Se pesares cada palavrinha e a considerares através do vidro de microscópio, para encontrares ali uma ofensa; se supuseres, sempre, que é com plena deliberação e má intenção que te dizem isto ou fazem aquilo, não te libertarás do enfado e do despeito: levada por tua sensibilidade tudo interpretarás mal, e na tua imaginação, que tudo pinta com cores negras, as ninharias e bagatelas tomarão o tamanho desproporcional e grande peso. Neste caso, esvai-se tua alegria e bom humor.

Sê, portanto sensata e precavida; coloca-te indiferente acima dessas bagatelas e reflete contigo mesma: por um pequenino grão de areia não quero perder o grande bem de minha paz interior. Esforça-te em perdoar as ninharias e dize contigo mesma: não houve má intenção; foi apenas o efeito de um mau humor passageiro, de que talvez já se tenha arrependido, amargamente. Dirige antes a tua atenção principalmente para a afabilidade que te manifestam, e para o bem que te fazem.

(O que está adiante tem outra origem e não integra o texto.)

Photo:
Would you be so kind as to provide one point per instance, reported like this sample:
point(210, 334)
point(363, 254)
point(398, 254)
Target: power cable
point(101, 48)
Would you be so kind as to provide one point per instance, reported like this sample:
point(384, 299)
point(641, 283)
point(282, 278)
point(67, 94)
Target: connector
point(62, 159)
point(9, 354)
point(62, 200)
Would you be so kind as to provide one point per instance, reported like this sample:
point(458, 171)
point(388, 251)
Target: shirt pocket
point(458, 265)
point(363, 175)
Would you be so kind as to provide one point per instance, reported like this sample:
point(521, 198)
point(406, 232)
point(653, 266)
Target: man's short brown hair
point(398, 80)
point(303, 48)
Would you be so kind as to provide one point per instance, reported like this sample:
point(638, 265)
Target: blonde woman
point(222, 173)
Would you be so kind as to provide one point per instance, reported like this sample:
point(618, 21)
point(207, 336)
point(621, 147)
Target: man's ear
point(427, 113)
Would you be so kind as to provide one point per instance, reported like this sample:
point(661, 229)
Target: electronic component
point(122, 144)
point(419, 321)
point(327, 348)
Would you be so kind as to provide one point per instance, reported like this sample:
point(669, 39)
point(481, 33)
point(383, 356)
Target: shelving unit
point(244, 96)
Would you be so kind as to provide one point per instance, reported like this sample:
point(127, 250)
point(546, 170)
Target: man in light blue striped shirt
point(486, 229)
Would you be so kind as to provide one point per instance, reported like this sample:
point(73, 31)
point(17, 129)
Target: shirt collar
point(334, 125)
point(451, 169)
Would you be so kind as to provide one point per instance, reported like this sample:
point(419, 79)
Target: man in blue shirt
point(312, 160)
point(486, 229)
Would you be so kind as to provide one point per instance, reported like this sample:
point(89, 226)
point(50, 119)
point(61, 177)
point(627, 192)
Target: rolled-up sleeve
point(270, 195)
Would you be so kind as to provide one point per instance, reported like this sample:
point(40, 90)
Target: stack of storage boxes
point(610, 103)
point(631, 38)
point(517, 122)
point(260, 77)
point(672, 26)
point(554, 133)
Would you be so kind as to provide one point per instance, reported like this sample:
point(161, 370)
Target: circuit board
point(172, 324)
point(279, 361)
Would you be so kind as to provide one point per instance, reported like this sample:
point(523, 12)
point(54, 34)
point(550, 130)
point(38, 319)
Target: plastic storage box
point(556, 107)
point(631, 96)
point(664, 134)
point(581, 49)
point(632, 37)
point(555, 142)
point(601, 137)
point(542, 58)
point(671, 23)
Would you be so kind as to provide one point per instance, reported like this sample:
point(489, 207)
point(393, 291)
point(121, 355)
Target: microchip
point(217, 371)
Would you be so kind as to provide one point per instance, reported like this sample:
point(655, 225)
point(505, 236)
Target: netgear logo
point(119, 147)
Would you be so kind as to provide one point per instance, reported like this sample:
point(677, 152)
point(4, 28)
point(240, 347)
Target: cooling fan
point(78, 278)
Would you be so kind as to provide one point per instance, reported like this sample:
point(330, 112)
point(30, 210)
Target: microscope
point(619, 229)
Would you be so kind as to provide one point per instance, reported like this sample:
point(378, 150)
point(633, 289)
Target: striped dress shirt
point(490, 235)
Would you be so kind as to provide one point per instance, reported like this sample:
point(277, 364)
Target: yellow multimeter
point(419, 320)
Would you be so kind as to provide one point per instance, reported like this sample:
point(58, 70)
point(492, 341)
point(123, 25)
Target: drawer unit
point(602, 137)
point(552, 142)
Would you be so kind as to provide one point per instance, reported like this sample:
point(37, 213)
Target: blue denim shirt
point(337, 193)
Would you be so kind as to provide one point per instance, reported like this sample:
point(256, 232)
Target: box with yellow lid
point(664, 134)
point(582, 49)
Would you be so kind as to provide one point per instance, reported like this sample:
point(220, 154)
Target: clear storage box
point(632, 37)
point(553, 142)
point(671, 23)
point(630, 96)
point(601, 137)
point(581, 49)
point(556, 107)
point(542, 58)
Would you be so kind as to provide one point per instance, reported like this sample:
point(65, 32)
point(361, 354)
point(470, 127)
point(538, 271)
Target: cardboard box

Procede de acordo com o velho provérbio alemão: Die Beleidigungen schreibe in den Sand, die Wohitaten dagegen an die Marmorwand und denke: Ich stehe in Gottes Hand – “Escreve as injúrias sobre a areia; os benefícios pelo contrário sobre o mármore, e assim reflete: estou nas mãos de Deus”.

Isto contribuirá sobremaneira para preservar teu coração de enfado e de molestas disposições. Queres permanecer sempre alegre e satisfeita? Convence-te de que até mesmo o árduo, o adverso na vida tem para ti grande significação. Devem prestar-te poderoso concurso para o enobrecimento moral e para a formação de caráter. Já terás observado como faz o artista, quando se um bloco de pedra bruta pretende tirar uma magnífica estátua. Toma o martelo e o cinzel e golpeia desapiedado o mármore. Estilhaços voam em todas as direções!

Fosse à pedra sensível e pudesse falar, que altos brados não soltaria e como se queixaria amargamente do artista! E, no entanto, só assim é que se pode formar de uma pedra informe uma obra de arte. Ora, o que é para a pedra o martelo, são para o homem o sofrimento, as fadigas e as dificuldades da vida. Não contribuem, acaso, para mortificar, em nós, a leviandade e o orgulho, a frouxidão e a moleza? Não concorrem para gerar e fortalecer a energia e atividade, a coragem e a magnanimidade, o interesse pelos outros e o amor ao próximo? Sim, executam um importante trabalho em nós.

Aprende, pois, a estimá-los e suportá-los de maneira cristã, procura tirar deles, por uma corajosa paciência, a utilidade que, segundo o querer de Deus, devem causar-te. Faze isto, e viverás em paz e alegria. Converte teus sofrimentos em bênçãos. Não permitas, pois, que as contrariedades inevitáveis da vida te arrebatem a doce e alegre disposição da alma.